I’d like to end by giving a shout out to a few people who have been instrumental in making this labor of love (and forced slave labor) work. First off, LindyBloggers for first introducing me to the format, Abigail Browning for her initial support and advice, Jerry Almonte for always having an interesting conversation on hand and inspiring me in what I do here, people such as Sylvia Sykes, Nick Williams, David Rehm, and Peter Loggins for all their great historical advice and support, as well as countless other fellow teachers and friends who help out.
Also, last, but certainly not least; a fantastic editor, Chelsea Lee. The way Swungover usually happens is I write a post and usually finish it the day I wish to publish it, or the day after. I send it to Chelsea, who edits it, and sends it back to me. Meanwhile, I’ve changed three more things in the post, often adding entire paragraphs or sections. Etc. You get the picture, and also get why she’s not just an incredible editor, but an incredibly patient woman. Chelsea, you rock my blog. Any posts without faults are because of her, any bad grammar, spelling, and missing sentences in a post are because of me. I guarantee it.

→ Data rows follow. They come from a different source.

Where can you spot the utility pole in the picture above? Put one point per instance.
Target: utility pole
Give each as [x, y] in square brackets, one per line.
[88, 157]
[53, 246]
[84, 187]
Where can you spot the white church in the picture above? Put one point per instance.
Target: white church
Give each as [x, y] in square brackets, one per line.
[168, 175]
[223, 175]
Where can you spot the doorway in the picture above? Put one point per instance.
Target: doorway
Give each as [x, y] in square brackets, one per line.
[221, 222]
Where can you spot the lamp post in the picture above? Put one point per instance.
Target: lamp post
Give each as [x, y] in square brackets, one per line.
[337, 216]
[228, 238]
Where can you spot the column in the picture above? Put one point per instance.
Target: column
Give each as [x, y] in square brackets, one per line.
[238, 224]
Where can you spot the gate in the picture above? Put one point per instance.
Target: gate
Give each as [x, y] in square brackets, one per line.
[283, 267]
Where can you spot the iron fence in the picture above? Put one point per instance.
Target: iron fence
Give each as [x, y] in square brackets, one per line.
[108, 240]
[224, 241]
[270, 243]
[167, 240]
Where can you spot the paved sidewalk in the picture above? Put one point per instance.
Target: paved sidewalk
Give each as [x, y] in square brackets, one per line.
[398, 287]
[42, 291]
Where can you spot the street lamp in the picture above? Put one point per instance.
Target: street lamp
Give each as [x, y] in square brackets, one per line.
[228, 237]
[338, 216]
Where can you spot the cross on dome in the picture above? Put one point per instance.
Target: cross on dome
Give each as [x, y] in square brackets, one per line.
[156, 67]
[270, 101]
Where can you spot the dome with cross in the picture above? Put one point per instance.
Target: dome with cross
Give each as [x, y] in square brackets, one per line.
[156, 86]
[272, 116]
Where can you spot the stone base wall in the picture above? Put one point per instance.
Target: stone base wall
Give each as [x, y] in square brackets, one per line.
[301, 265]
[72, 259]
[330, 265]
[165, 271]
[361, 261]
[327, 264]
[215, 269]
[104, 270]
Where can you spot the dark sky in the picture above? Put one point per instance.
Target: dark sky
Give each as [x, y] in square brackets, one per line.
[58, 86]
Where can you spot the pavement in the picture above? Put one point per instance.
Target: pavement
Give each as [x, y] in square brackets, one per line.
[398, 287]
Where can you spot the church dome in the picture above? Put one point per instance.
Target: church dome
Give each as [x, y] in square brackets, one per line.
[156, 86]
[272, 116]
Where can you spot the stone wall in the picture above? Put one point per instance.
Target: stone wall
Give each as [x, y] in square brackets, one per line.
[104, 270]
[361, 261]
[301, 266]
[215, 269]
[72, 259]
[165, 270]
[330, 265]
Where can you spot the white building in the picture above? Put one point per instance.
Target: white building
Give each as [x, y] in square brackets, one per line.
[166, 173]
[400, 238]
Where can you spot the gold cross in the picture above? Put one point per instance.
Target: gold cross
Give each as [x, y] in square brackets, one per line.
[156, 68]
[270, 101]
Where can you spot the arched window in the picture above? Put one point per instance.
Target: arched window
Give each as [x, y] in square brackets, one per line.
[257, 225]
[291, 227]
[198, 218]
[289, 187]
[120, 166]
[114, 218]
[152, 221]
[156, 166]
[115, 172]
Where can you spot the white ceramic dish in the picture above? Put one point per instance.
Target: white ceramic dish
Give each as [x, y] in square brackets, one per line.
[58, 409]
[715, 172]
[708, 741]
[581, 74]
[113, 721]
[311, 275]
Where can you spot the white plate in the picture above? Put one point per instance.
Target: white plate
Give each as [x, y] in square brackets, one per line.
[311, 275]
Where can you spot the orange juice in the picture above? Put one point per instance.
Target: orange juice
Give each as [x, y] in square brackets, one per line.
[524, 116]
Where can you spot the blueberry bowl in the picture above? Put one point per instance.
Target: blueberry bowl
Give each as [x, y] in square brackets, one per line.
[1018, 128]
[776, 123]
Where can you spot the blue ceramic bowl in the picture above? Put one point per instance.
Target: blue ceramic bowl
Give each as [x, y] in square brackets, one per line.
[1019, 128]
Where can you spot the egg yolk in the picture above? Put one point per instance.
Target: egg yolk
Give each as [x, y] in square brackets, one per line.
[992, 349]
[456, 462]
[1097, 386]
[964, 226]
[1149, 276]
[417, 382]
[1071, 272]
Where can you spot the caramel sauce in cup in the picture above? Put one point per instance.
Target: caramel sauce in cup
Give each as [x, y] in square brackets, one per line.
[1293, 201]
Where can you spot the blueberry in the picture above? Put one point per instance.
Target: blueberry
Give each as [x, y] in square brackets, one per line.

For instance, I gave her this post off.*
* — When I was at my recent family reunion, my new cousin-in-law said “I have no idea how people can mix up words like ‘their’ and ‘there.’ ” She had no idea because she’s a visual speller. I, on the other hand, am a phonetic speller. I write down what I hear (first draft of this post: “here”). So, switching the words makes complete sense to me, as you know all too well.
The pro is that it’s easier for phonetic writers to write sentences that sound natural, as if they’re spoken. The con is that we often mix up homonyms (first draft of this post: “Homynymns”), and basically sometimes don’t spell The Man’s words the way The Man demands they be spelled (first draft of this post: “spelt”). I mean, seriously, “through”?
It also means I write with “spoken grammar,” which is an oxymoron.